Asparagus – Delicious Perennial
The great thing about asparagus is that once its established maintenance is a cinch (relatively speaking of course). It does require some upfront work when planting however. I used two raised beds to make one long row of asparagus. Since asparagus should be planted 10-12” deep, you eliminate some of the excavating by using raised beds. Here is a picture of my beds this spring with a few spears popping up.
You should purchase two year old roots if you decide to grow asparagus. That way you should be able to start with a small harvest the second year. After that your beds will produce many years with just a little maintenance.
I started with the empty boxes and dug a trench several inches deep down the center of them. My boxes are 6” deep so I was around 10” down from the top of my boxes after digging the trench. I added organic matter into the trench along with some organic fertilizer. Add a little lime also if your soil is acidic. Spread the roots out so the crowns are facing up when planting and space them around 1.5-2 feet apart.
I back filled with compost and mushroom soil mixed with the top soil I had from the trench. You should only cover the roots with a few inches of soil at first. As the skinny pencil like spears emerge, continue to backfill until your bed is flush with the ground or as in my case the top of the box.
Do not pick the first year. Allow the spears to grow into fern like plants and just enjoy their beauty. The second year you can harvest for about four weeks as they begin emerging in the spring. After the second year you can probably harvest 6 weeks before letting them turn into ferns.

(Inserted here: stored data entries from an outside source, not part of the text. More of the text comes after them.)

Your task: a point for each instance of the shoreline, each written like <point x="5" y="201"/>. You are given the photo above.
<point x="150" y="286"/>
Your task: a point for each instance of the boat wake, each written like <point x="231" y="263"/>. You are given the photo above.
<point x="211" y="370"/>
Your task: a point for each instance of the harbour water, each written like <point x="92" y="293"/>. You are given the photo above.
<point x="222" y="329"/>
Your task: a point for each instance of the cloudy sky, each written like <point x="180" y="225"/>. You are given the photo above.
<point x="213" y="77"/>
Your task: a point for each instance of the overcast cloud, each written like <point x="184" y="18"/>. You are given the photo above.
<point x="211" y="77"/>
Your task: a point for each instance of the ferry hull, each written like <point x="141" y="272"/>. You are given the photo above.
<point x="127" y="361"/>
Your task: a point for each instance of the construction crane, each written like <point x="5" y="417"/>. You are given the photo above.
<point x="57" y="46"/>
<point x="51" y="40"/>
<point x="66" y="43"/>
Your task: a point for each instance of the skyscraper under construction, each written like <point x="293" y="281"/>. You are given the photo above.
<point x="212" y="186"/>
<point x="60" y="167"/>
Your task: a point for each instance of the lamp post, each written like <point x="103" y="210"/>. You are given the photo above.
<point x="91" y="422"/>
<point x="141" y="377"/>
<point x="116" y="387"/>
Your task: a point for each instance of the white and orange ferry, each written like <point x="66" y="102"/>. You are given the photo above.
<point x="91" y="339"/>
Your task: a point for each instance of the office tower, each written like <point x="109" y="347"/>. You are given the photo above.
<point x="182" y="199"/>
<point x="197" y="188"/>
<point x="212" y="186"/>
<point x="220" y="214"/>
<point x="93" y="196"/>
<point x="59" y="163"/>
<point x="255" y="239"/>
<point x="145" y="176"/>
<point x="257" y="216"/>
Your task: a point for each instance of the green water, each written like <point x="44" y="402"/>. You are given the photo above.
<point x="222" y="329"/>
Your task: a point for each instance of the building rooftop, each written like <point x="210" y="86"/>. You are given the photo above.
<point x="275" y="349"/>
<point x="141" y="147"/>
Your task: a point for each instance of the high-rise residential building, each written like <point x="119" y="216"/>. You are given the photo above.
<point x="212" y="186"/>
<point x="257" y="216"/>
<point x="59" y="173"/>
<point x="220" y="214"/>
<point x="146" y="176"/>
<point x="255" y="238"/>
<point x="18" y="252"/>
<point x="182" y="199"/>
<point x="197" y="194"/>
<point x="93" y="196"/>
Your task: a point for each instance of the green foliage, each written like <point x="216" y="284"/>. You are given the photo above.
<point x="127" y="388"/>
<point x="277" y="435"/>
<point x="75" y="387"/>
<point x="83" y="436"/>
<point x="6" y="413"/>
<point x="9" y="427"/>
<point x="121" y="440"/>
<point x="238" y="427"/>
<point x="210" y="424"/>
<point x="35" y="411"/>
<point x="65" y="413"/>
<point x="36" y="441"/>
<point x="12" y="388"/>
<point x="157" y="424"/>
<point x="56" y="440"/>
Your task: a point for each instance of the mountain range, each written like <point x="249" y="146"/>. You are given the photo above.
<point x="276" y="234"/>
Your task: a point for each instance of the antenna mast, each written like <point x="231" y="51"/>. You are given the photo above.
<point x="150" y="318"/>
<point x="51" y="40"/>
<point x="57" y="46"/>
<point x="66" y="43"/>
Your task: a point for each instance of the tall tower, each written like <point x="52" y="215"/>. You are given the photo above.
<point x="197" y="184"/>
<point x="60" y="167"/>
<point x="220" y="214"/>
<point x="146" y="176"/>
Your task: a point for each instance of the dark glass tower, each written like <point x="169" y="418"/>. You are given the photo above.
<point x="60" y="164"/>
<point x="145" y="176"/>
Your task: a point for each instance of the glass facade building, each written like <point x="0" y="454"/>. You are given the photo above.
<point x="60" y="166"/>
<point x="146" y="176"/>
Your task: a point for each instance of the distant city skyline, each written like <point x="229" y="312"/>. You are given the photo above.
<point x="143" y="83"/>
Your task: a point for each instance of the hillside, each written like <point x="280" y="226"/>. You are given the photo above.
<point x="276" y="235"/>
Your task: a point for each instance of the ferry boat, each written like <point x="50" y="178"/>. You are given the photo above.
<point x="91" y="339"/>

When you stop harvesting your plants should look like this.
And then this.
The roots will continue to shoot up new spears throughout the summer especially after heavy rains. Let them all grow into ferns to provide fuel to the roots for next year’s harvest. They don’t require a lot of water but if you are under a drought situation you will probably need to supplement. Mulching is a good idea to protect the roots and keep down the weeds.
In late fall when the ferns start to die off, I cut them back at ground level and apply fertilizer and lime along with a top dressing of compost to help with next year’s crop. You may elect to keep the ferns through the winter and cut in early spring. This provides safe refuge for beneficial insects and provides some esthetics during the winter. That’s totally up to you – either way works.
Thanks for reading and good luck with your asparagus.